Why low iron increases the risk of DSE is unclear. One possibility is that side-effects may present an additional burden on top of the symptoms of anaemia. Another is that there may be a relationship between iron status and reproductive hormones levels. Women with lower natural levels of reproductive hormones have been suggested to experience the most side-effects from typically high contraceptive doses4, but whether low iron is associated with lower reproductive hormone levels remains to be further investigated20. Studying the response of anaemic and non-anaemic women to different doses of contraception, such as the lower dose injectable, Sayana Press, may present a promising avenue for understanding the interaction of dose, hormone levels, iron and side-effects.

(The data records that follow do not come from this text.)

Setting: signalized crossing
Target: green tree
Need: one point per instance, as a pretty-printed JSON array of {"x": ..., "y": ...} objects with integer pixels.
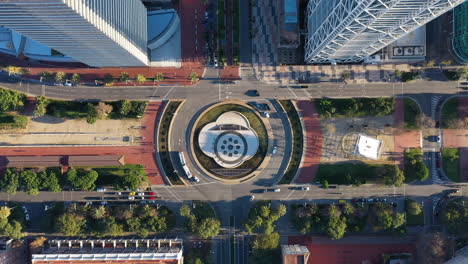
[
  {"x": 209, "y": 228},
  {"x": 10, "y": 181},
  {"x": 132, "y": 180},
  {"x": 29, "y": 182},
  {"x": 70, "y": 225},
  {"x": 125, "y": 107},
  {"x": 108, "y": 79},
  {"x": 124, "y": 76},
  {"x": 185, "y": 210},
  {"x": 99, "y": 212},
  {"x": 5, "y": 212},
  {"x": 11, "y": 100},
  {"x": 13, "y": 230},
  {"x": 348, "y": 209},
  {"x": 398, "y": 220},
  {"x": 158, "y": 77},
  {"x": 193, "y": 77},
  {"x": 270, "y": 241},
  {"x": 60, "y": 77},
  {"x": 47, "y": 76},
  {"x": 41, "y": 106},
  {"x": 140, "y": 78},
  {"x": 76, "y": 78},
  {"x": 413, "y": 207},
  {"x": 49, "y": 181},
  {"x": 103, "y": 110},
  {"x": 336, "y": 227}
]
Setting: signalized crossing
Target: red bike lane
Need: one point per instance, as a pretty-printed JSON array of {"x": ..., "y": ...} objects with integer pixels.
[{"x": 313, "y": 141}]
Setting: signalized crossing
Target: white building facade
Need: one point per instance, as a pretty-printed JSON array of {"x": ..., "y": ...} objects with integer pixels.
[
  {"x": 350, "y": 30},
  {"x": 96, "y": 32}
]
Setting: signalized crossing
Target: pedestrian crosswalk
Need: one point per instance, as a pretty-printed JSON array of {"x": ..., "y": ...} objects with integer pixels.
[{"x": 434, "y": 100}]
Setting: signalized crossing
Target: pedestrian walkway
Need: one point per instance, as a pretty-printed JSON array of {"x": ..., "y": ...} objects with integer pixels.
[{"x": 312, "y": 143}]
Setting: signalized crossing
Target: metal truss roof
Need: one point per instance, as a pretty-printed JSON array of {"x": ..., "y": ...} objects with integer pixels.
[{"x": 350, "y": 30}]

The association between iron status and DSE has potentially important implications for both family planning programs and research. Family planning programs might benefit from providing an integrated service package addressing anaemia as well as supplying hormonal contraception, whereby counselling prior to prescription of contraceptives could add a haemoglobin test. If anaemia is detected, the cause of low haemoglobin could be investigated and treated, either with iron supplementation, in the case of IDA, or relevant antimalarials or antibiotics, in the case of AI. Additionally, the results of this study reveal two gaps in current discontinuation research. Firstly, as discontinuation is a heterogeneous phenomenon which is not currently measured in a nuanced way2, studies could benefit from collecting prospective longitudinal data, measuring multiple discontinuation reasons per event, side-effect experiences, and fertility desire measures, which encapsulate fertility planning and motivations within a woman’s context. Secondly, further research on discontinuation and contraceptive development should include additional physiological risk factors, such as iron levels, when examining risk of side-effects. Understanding the causal relationships between physiological factors and side-effects not only may help reduce discontinuation, but also help stimulate research to improve contraceptive technology, doses and service quality for women who continue use, as well as those who discontinue. This utilises a rights-based, quality of care approach21 by focusing concurrently on quality of life during use and helping women achieve their fertility goals through either continuation or timely discontinuation of their method of contraception.